Mesmo os menos versados na psicanálise e na vida e carreira de seus principais teóricos se sentirão atraídos pela ambiciosa premissa de Um Método Perigoso: um ensaio abundante em discussões e críticas entre Sigmund Freud, Carl Jung, Sabine Spielrein e Otto Gross a respeito das bases da teoria sexual daquele, com generosas pinceladas sobre inconsciente, ego e a repressão dos desejos, além de contar com um intenso e antiético envolvimento amoroso. Assim, é decepcionante que o novo filme do diretor canadense David Cronenberg desabe vítima da incapacidade de elaborar fundações sólidas o suficiente para sustentar o debate entre aquelas personalidades históricas, ao passo que opta por retê-los num cauteloso invólucro, obviamente insuficiente para conter a transbordante natureza do conteúdo em destaque.

Escrito por Christopher Hampton a partir de sua peça teatral e do livro de John Kerr, o roteiro apresenta a histérica Sabine (Knightley), internada pelos pais no hospital psiquiátrico de Burgholzli na Suíça onde o psiquiatra Jung (Fassbender) clinicava. Tratando-a segundo os preceitos da psicanálise – a qual ele se refere por “a cura pela fala” -, Jung logra êxito na recuperação de Sabine que viria posteriormente a se tornar sua assistente, amante e uma das primeiras psicanalistas do mundo. Ademais, o método adotado o remeteria ao renomado Freud (Mortensen), e depois de 13 horas de conversa ininterrupta, ambos se encantam mutuamente estabelecendo uma cordial relação profissional.

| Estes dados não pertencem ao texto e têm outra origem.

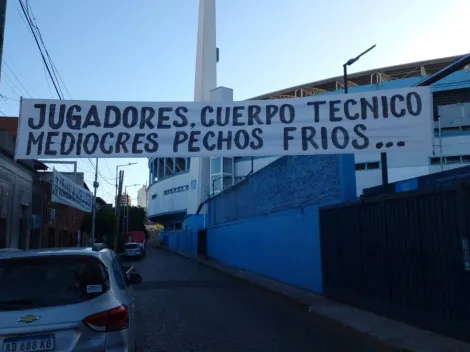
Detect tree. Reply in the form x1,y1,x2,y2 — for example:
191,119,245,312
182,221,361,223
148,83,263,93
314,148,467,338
81,207,116,242
129,206,147,236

Essa amizade, contudo, viria a se deteriorar, mormente fruto às desavenças provenientes dos intrigantes embates intelectuais entre os dois. Se Jung criticava o rígido pragmatismo de Freud que considerava as manifestações humanas intrínseca e exclusivamente relacionadas à sexualidade e aos ferozes impulsos que a propelem, Freud discordava e debochava da dimensão espiritual com a qual Jung explicava alguns fenômenos psíquicos. Isso os levaria a um discussão não tão implícita envolta de cientificidade e religiosidade (como se estes termos pudesse coexistir pacificamente e sem atribulações), onde Freud almejava resguardar a jovem ciência da psicanálise do descrédito de seus agressores protegendo-a no sólido casulo da teoria sexual, enquanto um insatisfeito Jung ousava flertar com o misticismo da lenda de Siegfried, superando as reprimendas do pai da psicanálise. Num último momento, na eminência das grandes guerras, Freud, judeu, e Jung, esteriótipo do ariano alemão, viriam a se ver em faces opostas da história, como perseguido e perseguido.

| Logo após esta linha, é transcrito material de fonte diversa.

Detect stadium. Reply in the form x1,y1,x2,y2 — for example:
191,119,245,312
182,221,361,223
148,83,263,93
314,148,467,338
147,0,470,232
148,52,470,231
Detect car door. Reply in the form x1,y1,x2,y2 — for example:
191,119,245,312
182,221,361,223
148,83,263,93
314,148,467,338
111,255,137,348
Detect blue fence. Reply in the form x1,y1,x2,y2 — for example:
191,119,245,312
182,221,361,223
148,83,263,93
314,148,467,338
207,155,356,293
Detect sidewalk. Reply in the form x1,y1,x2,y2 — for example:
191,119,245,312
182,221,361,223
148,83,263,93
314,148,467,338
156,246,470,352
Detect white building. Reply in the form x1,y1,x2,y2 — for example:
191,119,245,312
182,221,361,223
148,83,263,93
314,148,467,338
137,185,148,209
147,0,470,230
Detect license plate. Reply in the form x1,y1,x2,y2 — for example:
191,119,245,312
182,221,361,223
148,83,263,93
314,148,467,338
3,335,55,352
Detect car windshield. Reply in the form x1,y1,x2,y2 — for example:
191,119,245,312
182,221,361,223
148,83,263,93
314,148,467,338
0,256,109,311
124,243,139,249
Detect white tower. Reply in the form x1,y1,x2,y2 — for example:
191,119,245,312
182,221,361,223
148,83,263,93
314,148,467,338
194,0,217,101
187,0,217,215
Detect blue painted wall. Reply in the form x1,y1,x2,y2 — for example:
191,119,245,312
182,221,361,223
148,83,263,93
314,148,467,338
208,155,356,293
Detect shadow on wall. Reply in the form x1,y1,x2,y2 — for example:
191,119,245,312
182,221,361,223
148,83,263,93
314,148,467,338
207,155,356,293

Se falei em repressão, é porque este é um dos temas principais da narrativa, encontrando o respaldo no anárquico conceito de liberdade de Otto Gross (Cassel). Reputa-se à essencial ambivalência do ser humano, à simultaneidade de dois sentimentos opostos na psiquê. De um lado, a tendência a se amoldar aos preceitos morais e sociais de uma sociedade conservadora; do outro, a pertinaz ânsia de quebrar as regras, como o faz Sabine no seu insano amor masoquista. Esses debates provocados nas discussões entre as figuras centrais representam o que há de melhor na narrativa, e é impossível não destacar que David Cronenberg desenvolveu sua carreira no terror psicológico oriundo de personagens mentalmente instáveis, o que faz com que Um Método Perigoso representa apenas um passo lógico para o cineasta.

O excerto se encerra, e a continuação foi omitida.